Edit: By "part of the challenge" I mean that this market is asking both if a clear definition of "deceptive" will be published and if tools to detect that will be created. I will be fairly lax about what counts as a good formalization - if it captures even 40% of what we generally think of as "deceptive" that would count.
People are also trading
children learn about lying very early on https://en.wikipedia.org/wiki/Child_lying
seems that deception emerges from basic executive function? Even if children aren't even aware of what they're doing? It's plausible that models will be similarly deceptive without being aware of this, which could make detection much harder.
What about a case where a chain-of-thought reasoning claims to fully explain the conclusion, but seems to be motivated-reasoning, in the sense that a different initial prompt can yield a different chain-of-thought+answer? Does this count as deception?
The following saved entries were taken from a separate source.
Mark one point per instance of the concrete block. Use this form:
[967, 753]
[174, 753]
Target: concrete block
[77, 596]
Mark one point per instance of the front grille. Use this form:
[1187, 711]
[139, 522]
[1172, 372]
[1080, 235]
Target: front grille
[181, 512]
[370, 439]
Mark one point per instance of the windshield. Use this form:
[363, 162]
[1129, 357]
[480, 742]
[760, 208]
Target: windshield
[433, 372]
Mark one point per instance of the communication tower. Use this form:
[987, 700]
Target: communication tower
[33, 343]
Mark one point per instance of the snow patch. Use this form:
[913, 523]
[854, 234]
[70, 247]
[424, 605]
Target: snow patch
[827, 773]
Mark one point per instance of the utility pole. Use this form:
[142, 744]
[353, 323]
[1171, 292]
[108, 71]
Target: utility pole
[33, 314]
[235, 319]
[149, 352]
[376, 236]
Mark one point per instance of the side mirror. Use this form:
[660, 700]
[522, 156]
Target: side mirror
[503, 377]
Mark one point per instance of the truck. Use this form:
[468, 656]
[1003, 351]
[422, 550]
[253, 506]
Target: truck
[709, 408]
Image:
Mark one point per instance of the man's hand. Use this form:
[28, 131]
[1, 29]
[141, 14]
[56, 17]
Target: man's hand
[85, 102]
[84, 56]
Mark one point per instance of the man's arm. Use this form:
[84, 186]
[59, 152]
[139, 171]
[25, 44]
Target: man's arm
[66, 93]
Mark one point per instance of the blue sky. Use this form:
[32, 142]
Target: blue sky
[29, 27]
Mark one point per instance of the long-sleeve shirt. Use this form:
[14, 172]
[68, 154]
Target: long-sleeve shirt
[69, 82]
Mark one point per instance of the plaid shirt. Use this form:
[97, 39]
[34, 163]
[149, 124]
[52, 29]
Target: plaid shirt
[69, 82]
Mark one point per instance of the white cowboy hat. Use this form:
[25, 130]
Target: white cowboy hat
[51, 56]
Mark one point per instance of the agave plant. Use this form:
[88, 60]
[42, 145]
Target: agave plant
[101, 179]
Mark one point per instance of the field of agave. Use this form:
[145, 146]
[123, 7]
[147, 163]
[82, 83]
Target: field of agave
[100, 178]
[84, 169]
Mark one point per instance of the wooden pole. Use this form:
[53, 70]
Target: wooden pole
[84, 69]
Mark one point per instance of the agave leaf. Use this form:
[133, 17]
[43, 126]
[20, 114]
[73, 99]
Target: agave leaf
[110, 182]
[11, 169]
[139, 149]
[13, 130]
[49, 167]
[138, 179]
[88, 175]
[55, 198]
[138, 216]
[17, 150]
Does a tool which identifies this qualify?
Another example: a LM is trained on a sequence of RL objectives 1 & 2. After training for a few trajectories on objective 2: the model claims to be optimizing objective 2 and denies optimizing objective 1, but still scores much higher than some baseline on objective 1 (e.g. the base LM). Is this deception? Does detecting this via interpretability qualify?
@JacobPfau I don't mean that I'm going to resolve according to some fuzzy concept of "deception" that you need to wring out of me through examples. The market is "there will be a working definition of deception, and also we will have interpretability tools for detecting that thing". I will update the description.
@LauroLangoscodiLangosco I think reliable/unreliable is itself too fuzzy for me to answer that. Giving numerical benchmarks is hard because I do not know what benchmarks will be in use. As an example, if we had a tool that produced close to 0 false positives and detected 30% of deceptions I would resolve YES, but a tool with close to 0 false positives and 1% detection rate would resolve NO.